BI24_2010/2020_VOCI DA ROMA/2. Gusmaroli, Lega: “Laghi: sulla sperimentazione del livello di acqua massima, vigilanza e coinvolgimento dei comuni”

_Alberto Gusmeroli (Deputato Lega)
Massima vigilanza sulla sperimentazione del livello del Lago Maggiore per i prossimi cinque anni e coinvolgimento dei Comuni lacustri. Bene dunque il chiarimento del governo a seguito della mia interrogazione in commissione Ambiente della Camera. Quanto comunicato giorni fa dall’Autorità di Bacino Distrettuale del Fiume Po aveva destato molto allarme. L’esecutivo ha precisato che la nuova sperimentazione sul livello di regolazione dell’acqua procede come prima: taratura a 1,25 metri elevabile a 1,35 mt in caso di gravissima siccità nell’area vasta costituita dall’asta del Ticino e del Po.
Inoltre, il livello superiore potrà essere sperimentato sulla base di un’apposita richiesta e valutazione favorevole sia dell’Osservatorio Permanente sugli utilizzi idrici dell’Autorità di bacino distrettuale del fiume Po sia dell’Organismo bilaterale. Pertanto, così come specificato anche da Regione Lombardia, la Deliberazione non indica il livello di +1,50 mt quale livello da raggiungere al termine della sperimentazione, ma prevede che potranno progressivamente sperimentarsi livelli ulteriori durante la stagione estiva sulla base dei risultati della prima fase di proseguimento della sperimentazione.
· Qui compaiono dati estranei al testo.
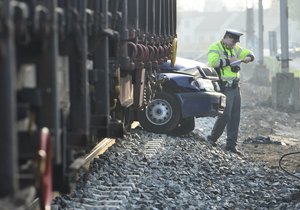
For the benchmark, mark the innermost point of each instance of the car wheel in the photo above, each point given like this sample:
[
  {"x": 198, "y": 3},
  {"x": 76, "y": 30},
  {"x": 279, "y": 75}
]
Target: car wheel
[
  {"x": 184, "y": 127},
  {"x": 160, "y": 115}
]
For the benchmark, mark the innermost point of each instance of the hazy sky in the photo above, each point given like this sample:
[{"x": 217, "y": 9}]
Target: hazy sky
[{"x": 217, "y": 5}]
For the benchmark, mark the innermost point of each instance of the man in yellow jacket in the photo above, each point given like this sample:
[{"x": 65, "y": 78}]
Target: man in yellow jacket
[{"x": 226, "y": 56}]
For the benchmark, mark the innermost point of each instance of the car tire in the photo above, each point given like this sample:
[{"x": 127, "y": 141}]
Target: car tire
[
  {"x": 184, "y": 127},
  {"x": 161, "y": 115}
]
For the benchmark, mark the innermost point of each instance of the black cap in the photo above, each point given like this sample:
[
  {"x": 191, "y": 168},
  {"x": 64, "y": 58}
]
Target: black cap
[{"x": 234, "y": 34}]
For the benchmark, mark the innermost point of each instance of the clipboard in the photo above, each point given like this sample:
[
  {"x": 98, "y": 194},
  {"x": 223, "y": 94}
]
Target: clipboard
[{"x": 236, "y": 63}]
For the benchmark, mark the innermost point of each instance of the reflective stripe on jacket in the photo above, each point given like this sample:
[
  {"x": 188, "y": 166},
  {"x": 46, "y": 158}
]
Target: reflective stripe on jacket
[{"x": 217, "y": 59}]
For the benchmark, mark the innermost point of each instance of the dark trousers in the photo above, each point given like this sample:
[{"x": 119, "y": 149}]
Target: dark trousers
[{"x": 230, "y": 118}]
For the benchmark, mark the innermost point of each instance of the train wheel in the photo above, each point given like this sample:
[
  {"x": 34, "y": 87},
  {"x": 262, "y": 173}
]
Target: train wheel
[
  {"x": 184, "y": 127},
  {"x": 161, "y": 115},
  {"x": 45, "y": 169}
]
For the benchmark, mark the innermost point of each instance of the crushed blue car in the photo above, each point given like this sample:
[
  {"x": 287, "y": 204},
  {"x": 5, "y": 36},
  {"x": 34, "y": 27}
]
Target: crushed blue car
[{"x": 187, "y": 90}]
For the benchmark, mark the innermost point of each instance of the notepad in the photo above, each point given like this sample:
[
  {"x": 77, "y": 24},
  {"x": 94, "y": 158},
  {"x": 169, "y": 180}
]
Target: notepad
[{"x": 236, "y": 63}]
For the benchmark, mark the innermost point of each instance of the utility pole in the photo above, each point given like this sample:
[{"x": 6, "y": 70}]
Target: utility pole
[
  {"x": 260, "y": 34},
  {"x": 285, "y": 87},
  {"x": 284, "y": 32},
  {"x": 250, "y": 24},
  {"x": 261, "y": 74}
]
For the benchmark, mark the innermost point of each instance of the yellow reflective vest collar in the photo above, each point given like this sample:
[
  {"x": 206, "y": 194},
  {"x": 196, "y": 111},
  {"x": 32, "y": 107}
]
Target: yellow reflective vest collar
[{"x": 217, "y": 56}]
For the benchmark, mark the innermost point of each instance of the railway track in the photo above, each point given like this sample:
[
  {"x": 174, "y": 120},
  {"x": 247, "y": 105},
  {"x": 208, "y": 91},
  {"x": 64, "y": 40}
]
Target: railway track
[{"x": 151, "y": 171}]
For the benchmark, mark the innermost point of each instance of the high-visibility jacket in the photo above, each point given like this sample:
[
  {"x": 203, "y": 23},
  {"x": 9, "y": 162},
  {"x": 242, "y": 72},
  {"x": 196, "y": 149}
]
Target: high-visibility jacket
[{"x": 218, "y": 55}]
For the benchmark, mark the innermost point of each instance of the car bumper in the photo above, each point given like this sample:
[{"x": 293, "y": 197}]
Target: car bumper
[{"x": 201, "y": 104}]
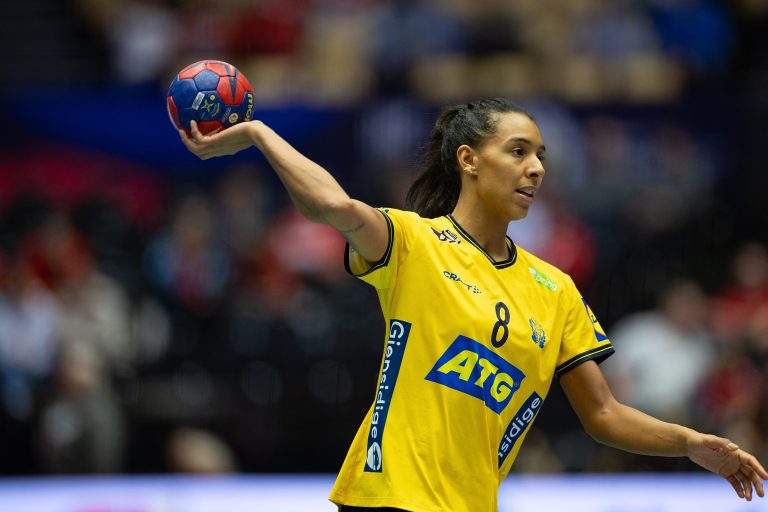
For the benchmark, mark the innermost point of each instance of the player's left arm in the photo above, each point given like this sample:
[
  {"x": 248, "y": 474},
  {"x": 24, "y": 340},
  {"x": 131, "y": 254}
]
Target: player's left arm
[{"x": 615, "y": 424}]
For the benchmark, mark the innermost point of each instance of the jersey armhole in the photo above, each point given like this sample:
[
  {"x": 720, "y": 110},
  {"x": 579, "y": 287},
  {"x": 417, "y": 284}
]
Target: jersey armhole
[
  {"x": 597, "y": 355},
  {"x": 383, "y": 262}
]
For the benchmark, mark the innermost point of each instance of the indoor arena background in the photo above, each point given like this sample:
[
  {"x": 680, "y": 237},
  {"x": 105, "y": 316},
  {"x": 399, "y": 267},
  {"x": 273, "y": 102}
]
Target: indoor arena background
[{"x": 165, "y": 316}]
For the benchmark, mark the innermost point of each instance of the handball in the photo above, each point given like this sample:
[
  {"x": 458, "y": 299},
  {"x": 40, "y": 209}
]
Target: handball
[{"x": 211, "y": 92}]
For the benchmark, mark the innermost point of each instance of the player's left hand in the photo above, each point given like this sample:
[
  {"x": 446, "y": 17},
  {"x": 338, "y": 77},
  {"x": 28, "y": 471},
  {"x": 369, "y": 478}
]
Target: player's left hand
[
  {"x": 726, "y": 459},
  {"x": 219, "y": 142}
]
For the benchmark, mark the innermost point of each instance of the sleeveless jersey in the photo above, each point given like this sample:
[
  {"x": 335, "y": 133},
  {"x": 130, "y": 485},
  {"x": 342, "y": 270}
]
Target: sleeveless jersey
[{"x": 470, "y": 350}]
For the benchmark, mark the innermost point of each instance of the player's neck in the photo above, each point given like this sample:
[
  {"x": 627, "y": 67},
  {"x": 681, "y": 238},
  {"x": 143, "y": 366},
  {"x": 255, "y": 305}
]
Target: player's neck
[{"x": 490, "y": 233}]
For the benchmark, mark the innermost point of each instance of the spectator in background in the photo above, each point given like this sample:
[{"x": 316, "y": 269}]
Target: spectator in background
[
  {"x": 741, "y": 304},
  {"x": 93, "y": 307},
  {"x": 665, "y": 353},
  {"x": 196, "y": 451},
  {"x": 80, "y": 427},
  {"x": 187, "y": 262},
  {"x": 28, "y": 336}
]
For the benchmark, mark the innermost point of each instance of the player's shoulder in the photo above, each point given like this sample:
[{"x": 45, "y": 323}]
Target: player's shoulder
[
  {"x": 544, "y": 273},
  {"x": 412, "y": 220}
]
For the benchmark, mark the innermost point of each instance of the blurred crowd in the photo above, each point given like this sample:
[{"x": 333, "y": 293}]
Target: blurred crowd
[{"x": 152, "y": 322}]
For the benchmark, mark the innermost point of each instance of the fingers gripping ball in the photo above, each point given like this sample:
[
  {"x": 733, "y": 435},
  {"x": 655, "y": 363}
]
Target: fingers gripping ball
[{"x": 211, "y": 92}]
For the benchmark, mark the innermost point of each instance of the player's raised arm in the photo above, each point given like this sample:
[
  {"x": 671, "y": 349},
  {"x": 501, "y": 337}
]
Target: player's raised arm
[
  {"x": 316, "y": 194},
  {"x": 620, "y": 426}
]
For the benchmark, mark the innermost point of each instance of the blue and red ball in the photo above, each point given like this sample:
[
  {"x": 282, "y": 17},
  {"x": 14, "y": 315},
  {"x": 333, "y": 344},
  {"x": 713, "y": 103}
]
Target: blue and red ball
[{"x": 211, "y": 92}]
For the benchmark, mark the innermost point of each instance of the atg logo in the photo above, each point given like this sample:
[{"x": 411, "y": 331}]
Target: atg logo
[
  {"x": 474, "y": 369},
  {"x": 390, "y": 367}
]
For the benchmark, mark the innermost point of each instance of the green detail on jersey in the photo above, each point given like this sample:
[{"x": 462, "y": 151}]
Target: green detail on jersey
[{"x": 543, "y": 279}]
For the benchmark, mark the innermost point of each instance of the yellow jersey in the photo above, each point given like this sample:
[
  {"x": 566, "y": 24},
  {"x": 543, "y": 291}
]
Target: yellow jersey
[{"x": 470, "y": 350}]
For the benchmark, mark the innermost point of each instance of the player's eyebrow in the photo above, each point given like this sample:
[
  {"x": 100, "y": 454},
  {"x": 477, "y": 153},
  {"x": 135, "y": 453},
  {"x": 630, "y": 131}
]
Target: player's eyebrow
[{"x": 523, "y": 140}]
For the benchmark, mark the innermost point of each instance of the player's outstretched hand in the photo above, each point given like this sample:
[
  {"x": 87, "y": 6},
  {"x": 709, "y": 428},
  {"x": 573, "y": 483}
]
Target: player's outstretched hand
[
  {"x": 218, "y": 143},
  {"x": 724, "y": 458}
]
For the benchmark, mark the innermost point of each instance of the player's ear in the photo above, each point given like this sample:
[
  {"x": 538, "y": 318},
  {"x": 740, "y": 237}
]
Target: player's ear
[{"x": 465, "y": 157}]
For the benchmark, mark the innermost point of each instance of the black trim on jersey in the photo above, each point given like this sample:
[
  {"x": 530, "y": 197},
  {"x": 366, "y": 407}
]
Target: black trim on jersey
[
  {"x": 598, "y": 355},
  {"x": 384, "y": 261},
  {"x": 498, "y": 264}
]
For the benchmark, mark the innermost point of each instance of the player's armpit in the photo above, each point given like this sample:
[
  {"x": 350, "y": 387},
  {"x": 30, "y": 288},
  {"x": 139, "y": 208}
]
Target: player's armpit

Da parte del Mite c’è la massima attenzione affinché ogni decisione sia il risultato di un equilibrio tra finalità economiche, sociali ed ambientali e coinvolgendo tutti i Comuni lacustri. Continuerò a monitorare la situazione. Per le attività produttive dei Comuni del Lago – porti, spiagge, alberghi, ristoranti e campeggi – è fondamentale poter contare su un livello dell’acqua adeguato e tale da rispondere al meglio alle attese dei turisti specie nel periodo estivo.